Réorganisation et formation

Le grand public se familiarise de plus en plus avec cette discipline qui accompagne parfois spectaculairement les chantiers « présidentiels » (le Grand Louvre), comme la construction des autoroutes et des voies ferrées à grande vitesse. Ce coup de pouce financier s'accompagne, là aussi, d'une réorganisation administrative : déconcentration des autorisations de fouilles et recrutement des personnels permanents par l'Association des fouilles archéologiques nationales. Une carte archéologique de la France va être dressée. Elle recensera 250 000 sites (→ éd. 1991).

Ce souci du patrimoine s'est également concrétisé, au début de l'année, avec l'ouverture de l'École du patrimoine, qui accueillait sa première promotion – 43 élèves – le 7 janvier 1992. Cette école, que l'on a parfois présentée comme un pendant culturel de l'ENA, doit former à terme tous les professionnels chargés des institutions patrimoniales (musées, archives, monuments historiques, inventaire, archéologie), qu'elles relèvent de l'État ou des collectivités territoriales. Ses trois axes sont des enseignements scientifiques, techniques et administratifs. Les futurs responsables, compte tenu de l'évolution des professions liées au patrimoine, doivent avoir, outre leurs spécialités scientifiques, des connaissances techniques (conservation, restauration, collecte), mais aussi financières, juridiques et administratives. « Si l'on n'avait pas ouvert cette école, précisait Jack Lang, les technocrates, que certains redoutent tant dans le monde du patrimoine, se seraient installés aux commandes de ces principales institutions. Nous avons préféré armer les hommes de sciences pour qu'ils ne soient pas, un jour, dévorés par la technostructure administrative. » Reste à localiser cette école. Si l'ENA quitte le VIIe arrondissement de Paris pour Strasbourg, le siège de ce nouveau centre aura du mal à s'accrocher à la capitale. Il devrait vraisemblablement s'installer à Lille.

Exploitation

Mais, si le patrimoine a le vent en poupe, son exploitation continue de susciter bien des polémiques. Les collectivités territoriales ont, en effet, découvert son intérêt et comptent bien l'exploiter. Mais cette exploitation peut engendrer des dérapages que les Cassandre de « l'écologie culturelle » dénoncent à grands cris. Après le pont du Gard dont les abords devaient se transformer en Luna Park gallo-romain si l'on avait suivi les vœux du Conseil général du Gard, c'est autour du château de Chambord que la dernière escarmouche a eu lieu.
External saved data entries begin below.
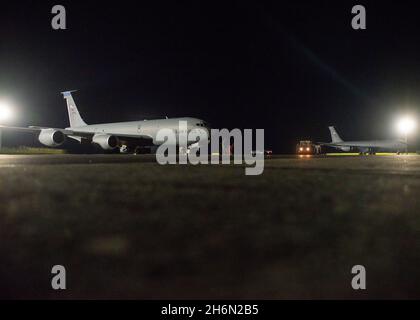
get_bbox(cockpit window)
[195,122,210,128]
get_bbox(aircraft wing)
[0,125,73,135]
[70,130,154,142]
[317,142,351,147]
[0,125,154,142]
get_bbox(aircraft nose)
[204,125,211,136]
[197,126,209,136]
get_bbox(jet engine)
[92,134,119,150]
[38,129,66,147]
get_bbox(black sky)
[1,1,420,152]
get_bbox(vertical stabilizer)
[328,126,344,143]
[61,90,87,128]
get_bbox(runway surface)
[1,154,420,299]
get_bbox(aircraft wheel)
[119,145,129,154]
[134,146,142,155]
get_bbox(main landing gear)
[119,145,149,155]
[359,149,376,155]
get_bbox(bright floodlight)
[0,102,13,122]
[397,116,417,135]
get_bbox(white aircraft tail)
[61,90,87,128]
[328,126,343,143]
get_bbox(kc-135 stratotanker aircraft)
[319,126,407,154]
[0,91,210,154]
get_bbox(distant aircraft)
[0,91,210,154]
[319,126,407,154]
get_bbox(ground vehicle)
[296,140,320,155]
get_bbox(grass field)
[0,147,66,155]
[0,155,420,299]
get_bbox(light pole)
[0,101,15,151]
[396,116,417,154]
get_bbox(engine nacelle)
[92,134,119,150]
[38,129,66,147]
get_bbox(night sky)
[1,1,420,152]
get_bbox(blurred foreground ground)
[0,154,420,299]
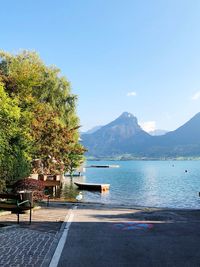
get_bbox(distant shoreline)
[86,157,200,161]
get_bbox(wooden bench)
[0,193,33,224]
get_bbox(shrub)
[12,178,45,202]
[0,179,6,193]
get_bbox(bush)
[0,179,6,193]
[12,178,45,202]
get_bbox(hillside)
[82,112,200,158]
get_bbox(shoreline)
[49,199,200,212]
[87,157,200,161]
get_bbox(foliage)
[12,178,45,201]
[62,183,79,201]
[0,83,31,188]
[0,179,6,193]
[65,144,85,176]
[0,50,85,188]
[30,100,86,175]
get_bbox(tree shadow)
[77,204,200,223]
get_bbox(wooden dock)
[74,182,110,192]
[43,180,61,187]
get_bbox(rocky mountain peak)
[115,112,138,125]
[119,112,135,118]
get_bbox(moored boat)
[74,182,110,191]
[88,165,120,168]
[90,165,109,168]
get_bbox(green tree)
[66,144,85,177]
[0,83,31,190]
[0,50,85,187]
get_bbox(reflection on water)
[61,176,85,201]
[83,161,200,208]
[62,175,110,202]
[60,160,200,209]
[82,189,110,203]
[61,182,79,201]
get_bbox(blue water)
[64,160,200,209]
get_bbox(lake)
[63,160,200,209]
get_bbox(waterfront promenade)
[0,204,72,267]
[1,203,200,266]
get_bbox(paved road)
[58,204,200,267]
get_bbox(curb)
[0,211,12,216]
[0,224,20,232]
[0,205,41,217]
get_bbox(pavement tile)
[0,204,71,267]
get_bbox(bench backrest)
[0,193,22,201]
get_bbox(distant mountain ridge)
[81,112,200,158]
[83,121,168,136]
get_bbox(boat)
[88,165,120,168]
[64,173,83,177]
[64,165,86,176]
[89,165,110,168]
[74,182,110,191]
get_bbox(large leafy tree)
[0,83,31,190]
[31,103,85,174]
[0,50,85,189]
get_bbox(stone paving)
[0,228,55,267]
[0,204,72,267]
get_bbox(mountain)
[163,112,200,144]
[83,126,102,134]
[81,112,200,158]
[149,129,168,136]
[82,112,151,156]
[146,112,200,157]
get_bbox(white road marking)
[49,206,77,267]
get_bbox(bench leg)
[29,208,32,224]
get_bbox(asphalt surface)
[58,204,200,267]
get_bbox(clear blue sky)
[1,0,200,132]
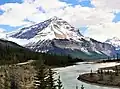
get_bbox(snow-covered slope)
[105,37,120,50]
[8,16,115,59]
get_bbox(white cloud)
[81,0,120,41]
[0,0,68,26]
[0,0,115,27]
[84,22,120,42]
[62,7,114,27]
[91,0,120,12]
[0,0,120,42]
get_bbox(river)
[54,62,120,89]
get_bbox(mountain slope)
[105,37,120,50]
[9,16,115,59]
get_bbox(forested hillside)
[0,39,83,66]
[0,39,40,65]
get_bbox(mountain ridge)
[8,16,116,59]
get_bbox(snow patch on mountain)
[8,37,30,46]
[105,37,120,50]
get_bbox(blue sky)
[113,12,120,23]
[60,0,94,7]
[0,25,22,32]
[0,0,120,41]
[0,0,22,5]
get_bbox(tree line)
[0,42,83,66]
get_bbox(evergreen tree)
[34,64,48,89]
[57,75,63,89]
[47,68,56,89]
[97,70,100,74]
[100,70,103,74]
[81,85,84,89]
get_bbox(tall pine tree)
[57,75,63,89]
[34,64,48,89]
[47,68,56,89]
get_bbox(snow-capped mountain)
[8,16,115,59]
[105,37,120,50]
[9,16,83,41]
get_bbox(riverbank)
[77,65,120,88]
[95,59,120,64]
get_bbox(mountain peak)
[51,16,60,20]
[9,16,83,40]
[112,37,120,41]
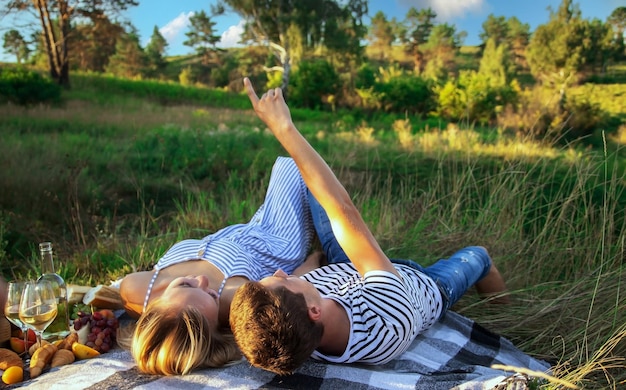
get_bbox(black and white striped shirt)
[302,262,443,365]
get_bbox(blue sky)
[0,0,623,62]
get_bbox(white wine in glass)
[4,281,30,355]
[19,281,58,348]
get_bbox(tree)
[402,7,436,74]
[526,0,587,106]
[421,23,465,81]
[582,19,615,74]
[1,0,138,87]
[70,18,125,72]
[145,26,168,78]
[506,17,531,69]
[105,30,147,79]
[479,37,513,86]
[528,0,616,84]
[479,15,530,70]
[2,29,30,63]
[607,6,626,60]
[183,8,223,65]
[479,14,508,46]
[368,11,394,60]
[222,0,368,94]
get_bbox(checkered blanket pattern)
[3,311,550,390]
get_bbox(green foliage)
[497,85,609,145]
[183,8,224,66]
[368,11,395,60]
[178,66,194,86]
[70,72,250,108]
[375,74,435,115]
[479,37,514,86]
[551,96,607,144]
[145,26,169,78]
[289,59,340,109]
[2,29,30,64]
[71,18,125,73]
[0,212,9,273]
[436,70,519,125]
[0,66,61,105]
[105,32,148,79]
[526,0,615,86]
[265,71,283,90]
[355,62,377,89]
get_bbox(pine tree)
[183,10,222,65]
[368,11,394,60]
[479,37,513,86]
[2,29,30,64]
[145,26,168,79]
[105,31,147,79]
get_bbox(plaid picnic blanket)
[4,311,550,390]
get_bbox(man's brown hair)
[230,281,324,375]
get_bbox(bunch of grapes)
[73,310,119,353]
[70,303,92,320]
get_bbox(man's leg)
[475,263,509,304]
[421,246,507,311]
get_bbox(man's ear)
[308,305,321,321]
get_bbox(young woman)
[119,156,324,375]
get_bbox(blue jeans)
[308,191,491,312]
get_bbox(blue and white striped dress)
[153,157,314,283]
[302,262,443,365]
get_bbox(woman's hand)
[243,77,292,135]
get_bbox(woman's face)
[161,275,220,327]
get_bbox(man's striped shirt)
[302,262,443,365]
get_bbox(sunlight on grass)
[388,119,581,161]
[0,100,258,131]
[610,125,626,146]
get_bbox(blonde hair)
[131,298,241,375]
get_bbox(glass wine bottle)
[37,242,70,340]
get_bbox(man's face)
[260,269,320,304]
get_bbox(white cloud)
[219,20,245,48]
[397,0,485,20]
[159,11,194,43]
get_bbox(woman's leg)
[249,157,316,272]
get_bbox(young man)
[229,78,508,375]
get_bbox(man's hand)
[243,77,293,135]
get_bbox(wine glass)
[19,280,58,349]
[4,281,30,356]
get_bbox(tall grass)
[0,80,624,388]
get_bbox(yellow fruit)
[2,366,24,385]
[71,343,100,360]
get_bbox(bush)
[289,59,340,109]
[375,75,435,116]
[497,86,607,145]
[0,67,61,106]
[436,70,519,125]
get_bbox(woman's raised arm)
[243,78,398,277]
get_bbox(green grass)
[1,76,625,389]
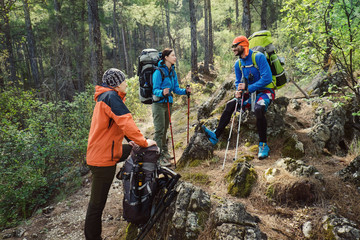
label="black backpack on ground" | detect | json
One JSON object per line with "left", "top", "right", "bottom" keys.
{"left": 117, "top": 144, "right": 160, "bottom": 225}
{"left": 137, "top": 49, "right": 166, "bottom": 104}
{"left": 117, "top": 144, "right": 181, "bottom": 240}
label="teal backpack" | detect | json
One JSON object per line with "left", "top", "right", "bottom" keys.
{"left": 246, "top": 30, "right": 288, "bottom": 89}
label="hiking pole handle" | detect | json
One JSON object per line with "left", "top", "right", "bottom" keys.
{"left": 186, "top": 84, "right": 191, "bottom": 97}
{"left": 186, "top": 84, "right": 190, "bottom": 145}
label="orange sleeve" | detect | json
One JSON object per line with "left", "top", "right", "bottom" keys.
{"left": 111, "top": 112, "right": 148, "bottom": 148}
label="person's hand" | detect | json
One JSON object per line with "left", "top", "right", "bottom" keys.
{"left": 129, "top": 141, "right": 137, "bottom": 147}
{"left": 186, "top": 87, "right": 192, "bottom": 94}
{"left": 235, "top": 91, "right": 242, "bottom": 98}
{"left": 237, "top": 83, "right": 246, "bottom": 91}
{"left": 146, "top": 139, "right": 157, "bottom": 146}
{"left": 163, "top": 88, "right": 170, "bottom": 97}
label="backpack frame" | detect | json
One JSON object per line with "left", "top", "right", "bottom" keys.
{"left": 137, "top": 49, "right": 166, "bottom": 104}
{"left": 247, "top": 30, "right": 288, "bottom": 89}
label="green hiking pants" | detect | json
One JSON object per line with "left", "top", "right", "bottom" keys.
{"left": 84, "top": 144, "right": 132, "bottom": 240}
{"left": 152, "top": 102, "right": 172, "bottom": 154}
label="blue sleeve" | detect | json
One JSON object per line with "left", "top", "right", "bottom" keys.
{"left": 152, "top": 69, "right": 164, "bottom": 97}
{"left": 234, "top": 59, "right": 243, "bottom": 90}
{"left": 248, "top": 53, "right": 273, "bottom": 93}
{"left": 172, "top": 72, "right": 186, "bottom": 95}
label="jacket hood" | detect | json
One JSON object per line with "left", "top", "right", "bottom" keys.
{"left": 94, "top": 83, "right": 126, "bottom": 101}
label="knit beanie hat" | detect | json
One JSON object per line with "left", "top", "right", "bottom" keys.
{"left": 232, "top": 36, "right": 249, "bottom": 56}
{"left": 102, "top": 68, "right": 126, "bottom": 88}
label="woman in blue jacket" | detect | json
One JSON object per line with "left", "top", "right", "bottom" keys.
{"left": 152, "top": 48, "right": 191, "bottom": 166}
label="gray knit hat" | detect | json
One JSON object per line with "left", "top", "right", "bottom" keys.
{"left": 102, "top": 68, "right": 126, "bottom": 87}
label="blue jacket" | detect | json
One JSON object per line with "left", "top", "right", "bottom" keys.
{"left": 234, "top": 49, "right": 273, "bottom": 93}
{"left": 152, "top": 60, "right": 186, "bottom": 103}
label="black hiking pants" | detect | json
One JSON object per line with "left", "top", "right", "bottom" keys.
{"left": 215, "top": 97, "right": 268, "bottom": 143}
{"left": 85, "top": 144, "right": 132, "bottom": 240}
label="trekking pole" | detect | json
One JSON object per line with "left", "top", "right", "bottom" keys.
{"left": 136, "top": 168, "right": 181, "bottom": 240}
{"left": 234, "top": 92, "right": 245, "bottom": 161}
{"left": 166, "top": 96, "right": 176, "bottom": 168}
{"left": 222, "top": 97, "right": 240, "bottom": 171}
{"left": 186, "top": 84, "right": 190, "bottom": 145}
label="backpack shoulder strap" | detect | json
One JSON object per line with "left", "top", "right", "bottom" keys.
{"left": 154, "top": 66, "right": 166, "bottom": 82}
{"left": 237, "top": 51, "right": 259, "bottom": 73}
{"left": 251, "top": 51, "right": 259, "bottom": 70}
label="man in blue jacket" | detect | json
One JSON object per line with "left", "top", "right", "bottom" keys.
{"left": 202, "top": 36, "right": 275, "bottom": 159}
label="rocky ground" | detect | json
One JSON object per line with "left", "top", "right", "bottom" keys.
{"left": 2, "top": 72, "right": 360, "bottom": 240}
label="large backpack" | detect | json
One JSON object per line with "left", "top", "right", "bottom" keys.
{"left": 117, "top": 144, "right": 160, "bottom": 225}
{"left": 247, "top": 30, "right": 288, "bottom": 89}
{"left": 137, "top": 49, "right": 165, "bottom": 104}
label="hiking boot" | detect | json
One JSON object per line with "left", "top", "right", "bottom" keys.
{"left": 159, "top": 156, "right": 172, "bottom": 167}
{"left": 258, "top": 142, "right": 270, "bottom": 160}
{"left": 202, "top": 125, "right": 218, "bottom": 145}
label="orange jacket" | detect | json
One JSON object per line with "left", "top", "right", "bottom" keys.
{"left": 86, "top": 84, "right": 148, "bottom": 167}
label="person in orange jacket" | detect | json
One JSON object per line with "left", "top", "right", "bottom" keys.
{"left": 85, "top": 68, "right": 156, "bottom": 240}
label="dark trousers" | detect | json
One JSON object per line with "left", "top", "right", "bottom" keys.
{"left": 84, "top": 144, "right": 132, "bottom": 240}
{"left": 216, "top": 98, "right": 268, "bottom": 143}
Le Conseil général du Loir-et-Cher rêvait d'implanter à l'entrée du domaine un Centre de la Renaissance sommé d'une tour en spirale de 30 mètres de haut.

Devant le tollé général, le projet est aujourd'hui bloqué, mais le problème de l'accueil d'un public toujours plus nombreux continue de se poser. Comment faire face à la déferlante touristique qui menace, au sens strict du terme, l'existence de certains monuments fameux, du Mont-Saint-Michel au pont du Gard, en passant par Vézelay et la cathédrale de Chartres ? Le patrimoine est pour notre pays une ressource comparable au pétrole, affirmait récemment un homme politique. Encore faut-il savoir l'exploiter avec prudence et discernement.